La política tomó de la religión judía la tradición del chivo expiatorio para cargar sobre el inocente animal las culpas de un pueblo pecador. Llegado el día de la expiación, es decir, el momento del arrepentimiento para purificar su vida, los rabinos hebreos interpretaron la biblia de manera literal: tomaban un chivo en quien descargar sus faltas y lo olvidaban en el desierto en donde moría junto con ellos. Pero eran los gobernantes quienes marcaban las fechas, elegían al chivo, pero principalmente decidían qué pecados y a quienes se les podrían beneficiar con la acción expiatoria. El modelo, finalmente, era un sistema para administrar la justicia y gobernar a un pueblo dominado por el dogma.
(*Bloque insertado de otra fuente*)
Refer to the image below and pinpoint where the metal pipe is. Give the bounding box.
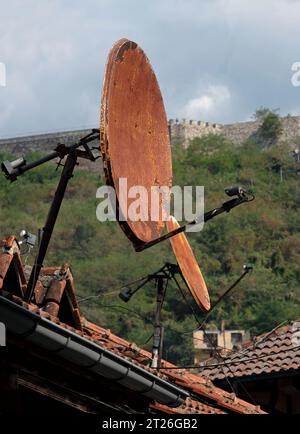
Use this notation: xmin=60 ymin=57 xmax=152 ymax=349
xmin=24 ymin=148 xmax=77 ymax=302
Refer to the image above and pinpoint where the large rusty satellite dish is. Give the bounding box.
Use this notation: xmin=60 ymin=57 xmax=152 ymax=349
xmin=100 ymin=39 xmax=172 ymax=246
xmin=167 ymin=216 xmax=210 ymax=312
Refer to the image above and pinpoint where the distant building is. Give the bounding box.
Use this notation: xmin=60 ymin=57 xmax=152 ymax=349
xmin=199 ymin=320 xmax=300 ymax=414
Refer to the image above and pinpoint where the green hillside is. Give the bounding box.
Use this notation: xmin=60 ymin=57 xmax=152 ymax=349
xmin=0 ymin=136 xmax=300 ymax=363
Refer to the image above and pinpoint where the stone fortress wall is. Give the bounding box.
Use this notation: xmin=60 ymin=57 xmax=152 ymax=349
xmin=169 ymin=116 xmax=300 ymax=147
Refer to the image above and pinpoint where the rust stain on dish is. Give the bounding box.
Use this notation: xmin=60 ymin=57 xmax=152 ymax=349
xmin=167 ymin=216 xmax=210 ymax=312
xmin=100 ymin=39 xmax=172 ymax=245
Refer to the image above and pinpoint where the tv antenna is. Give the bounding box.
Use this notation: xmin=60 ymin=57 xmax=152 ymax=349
xmin=119 ymin=262 xmax=180 ymax=370
xmin=100 ymin=39 xmax=254 ymax=252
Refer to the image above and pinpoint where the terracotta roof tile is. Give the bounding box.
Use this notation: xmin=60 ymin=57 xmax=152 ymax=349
xmin=200 ymin=321 xmax=300 ymax=380
xmin=0 ymin=239 xmax=264 ymax=414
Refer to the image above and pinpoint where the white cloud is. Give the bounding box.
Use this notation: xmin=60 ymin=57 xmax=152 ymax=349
xmin=181 ymin=85 xmax=231 ymax=121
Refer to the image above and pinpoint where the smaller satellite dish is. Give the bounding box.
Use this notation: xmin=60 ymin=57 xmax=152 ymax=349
xmin=167 ymin=216 xmax=210 ymax=312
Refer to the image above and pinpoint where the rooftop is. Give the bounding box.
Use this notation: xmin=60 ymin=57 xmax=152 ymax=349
xmin=0 ymin=236 xmax=263 ymax=414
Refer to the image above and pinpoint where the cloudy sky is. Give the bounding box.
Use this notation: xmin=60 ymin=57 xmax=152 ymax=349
xmin=0 ymin=0 xmax=300 ymax=137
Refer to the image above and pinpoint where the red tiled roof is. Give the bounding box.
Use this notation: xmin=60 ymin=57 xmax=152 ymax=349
xmin=0 ymin=236 xmax=264 ymax=414
xmin=200 ymin=321 xmax=300 ymax=381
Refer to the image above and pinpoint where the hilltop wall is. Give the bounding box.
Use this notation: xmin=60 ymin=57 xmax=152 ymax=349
xmin=169 ymin=116 xmax=300 ymax=147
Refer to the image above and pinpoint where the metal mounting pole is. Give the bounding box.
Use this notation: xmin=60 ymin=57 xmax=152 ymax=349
xmin=24 ymin=149 xmax=77 ymax=302
xmin=151 ymin=276 xmax=165 ymax=369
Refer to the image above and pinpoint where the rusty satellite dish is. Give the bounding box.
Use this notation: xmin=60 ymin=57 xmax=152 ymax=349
xmin=167 ymin=216 xmax=210 ymax=312
xmin=100 ymin=39 xmax=172 ymax=246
Ya en asuntos terrenales, los gobernantes de todos los tiempos, han tenido en sus manos el destino de sus pueblos. Los ha habido tiranos y justos, pero todos se han enfrentado a los dilemas de resolver los asuntos públicos; éstos, siempre complejos, desafían al propio poder. Demostrar públicamente su eficiencia es una obsesión de los políticos porque les representa afianzar y en muchos casos, acrecentar y acumular poder. Resolver un crimen, por ejemplo, es un reto directo para el gobernante; no solo es deber de jueces o fiscales, sino un duelo para quien está al frente. No puede permitirse perderlo. “A cualquier precio”, suelen decir cuando la afrenta es grave. Su poder está en riesgo. Aparece entonces la tentación del chivo expiatorio.
Cuando la presión llega a ser asfixiante el gobernante amenazado recurrirá, con mayor o menor escrúpulo a buscar cualquier culpable. La mayor crueldad sobre un chivo expiatorio no radica en transgredir su inocencia sino en el abandono que sufrirá en el desierto.